Life is unpredictable—that’s why you need the right kinds of insurance to stay safe from unforeseen expenses. One insurance product you should never go without is health insurance. Accidents, emergencies, and illnesses can easily derail your financial goals and dreams if you don’t have health coverage to fall back on. I’ll tell you how a high deductible health plan can save you money so you and your finances stay healthy.
What is a High Deductible Health Plan?
A high deductible health plan (HDHP) is an insurance policy with a higher annual deductible than a typical health policy.

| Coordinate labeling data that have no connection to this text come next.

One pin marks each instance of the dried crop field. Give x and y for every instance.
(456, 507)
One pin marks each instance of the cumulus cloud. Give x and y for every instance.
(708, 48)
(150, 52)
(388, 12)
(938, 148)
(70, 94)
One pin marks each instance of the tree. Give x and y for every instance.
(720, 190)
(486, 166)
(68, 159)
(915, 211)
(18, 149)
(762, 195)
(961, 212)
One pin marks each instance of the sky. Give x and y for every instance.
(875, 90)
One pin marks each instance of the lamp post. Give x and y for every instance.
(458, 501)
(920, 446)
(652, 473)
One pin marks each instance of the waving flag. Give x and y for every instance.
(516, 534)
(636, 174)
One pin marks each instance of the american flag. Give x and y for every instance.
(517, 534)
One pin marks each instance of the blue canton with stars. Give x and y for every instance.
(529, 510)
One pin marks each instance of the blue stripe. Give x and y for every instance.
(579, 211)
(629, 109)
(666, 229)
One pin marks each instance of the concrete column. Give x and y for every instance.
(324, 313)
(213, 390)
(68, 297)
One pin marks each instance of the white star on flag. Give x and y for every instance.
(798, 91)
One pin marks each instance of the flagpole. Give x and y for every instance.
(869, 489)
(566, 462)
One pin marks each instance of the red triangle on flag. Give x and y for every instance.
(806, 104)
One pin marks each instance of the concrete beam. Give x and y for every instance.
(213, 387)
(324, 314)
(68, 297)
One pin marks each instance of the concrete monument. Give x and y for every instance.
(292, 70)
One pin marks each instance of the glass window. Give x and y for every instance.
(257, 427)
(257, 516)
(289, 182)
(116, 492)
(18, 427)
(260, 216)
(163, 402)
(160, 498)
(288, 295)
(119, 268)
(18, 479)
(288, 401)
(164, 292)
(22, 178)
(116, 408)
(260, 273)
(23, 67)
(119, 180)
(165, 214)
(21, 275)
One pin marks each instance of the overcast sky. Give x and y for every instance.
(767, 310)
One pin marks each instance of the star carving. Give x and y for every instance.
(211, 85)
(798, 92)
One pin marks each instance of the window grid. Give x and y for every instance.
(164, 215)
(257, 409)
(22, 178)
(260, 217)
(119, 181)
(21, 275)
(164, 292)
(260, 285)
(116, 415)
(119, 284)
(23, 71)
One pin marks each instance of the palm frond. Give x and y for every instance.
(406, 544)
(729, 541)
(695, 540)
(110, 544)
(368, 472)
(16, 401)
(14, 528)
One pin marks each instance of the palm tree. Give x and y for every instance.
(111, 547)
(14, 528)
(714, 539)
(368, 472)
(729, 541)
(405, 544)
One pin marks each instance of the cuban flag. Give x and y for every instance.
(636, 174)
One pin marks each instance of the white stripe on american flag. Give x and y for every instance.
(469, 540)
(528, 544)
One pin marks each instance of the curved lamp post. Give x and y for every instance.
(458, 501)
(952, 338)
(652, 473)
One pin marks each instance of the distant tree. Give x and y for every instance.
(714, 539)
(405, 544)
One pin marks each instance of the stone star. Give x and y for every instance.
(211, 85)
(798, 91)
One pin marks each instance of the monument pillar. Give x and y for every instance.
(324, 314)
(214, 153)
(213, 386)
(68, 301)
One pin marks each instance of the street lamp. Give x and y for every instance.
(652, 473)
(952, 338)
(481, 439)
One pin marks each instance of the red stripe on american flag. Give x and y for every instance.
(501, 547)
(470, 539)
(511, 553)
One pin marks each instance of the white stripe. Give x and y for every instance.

A deductible is the amount you have to pay out of pocket each year for covered services and expenses, before your insurance kicks in and pays them for you.
For 2011, to be considered a high deductible health plan, a policy deductible must be between $1,200 and $5,950 if it covers just one person. For family policies, the deductible can be twice that amount, from $2,400 up to $11,900.
Advantages of a High Deductible Health Plan
In exchange for having higher potential out-of-pocket expenses, one benefit you get from choosing a high deductible health plan is paying substantially lower premiums. In other words, the insurance costs less because it doesn’t start paying your medical bills until you’ve met a higher annual deductible.
However, high deductible plans usually provide preventative care benefits—like annual physicals, well-child care, screening services, and immunizations—regardless of the deductible amount. That means they’re automatically covered for you, even if you haven’t met your annual deductible. So having a higher deductible doesn’t necessarily mean that you have to skip important checkups if your budget is tight.
What is a Health Saving Account?
Another huge benefit of having a high deductible health plan is that you qualify to open up and fund a special type of savings account that you can use to pay for healthcare expenses on a tax free basis. It’s called a Health Savings Account (HSA) and you can get one through work or find one on your own at sites like HSAbank.com and depositaccounts.com.
The funds you deposit in a HSA are never taxed as long as they’re used to pay for qualified medical expenses, like deductibles, prescription drugs, dental visits, and eyeglasses. Additionally, any earnings in a HSA are also yours to spend on healthcare tax free!
Think about this: If you spend about $4,000 a year on healthcare and pay an average tax rate of 25%, simply funneling your medical purchases through an HSA saves you $1,000 in taxes each year—that’s nothing to sneeze at!
Check out the long list of qualified medical costs you can pay for using an HSA in IRS Publication 502, Medical and Dental Expenses.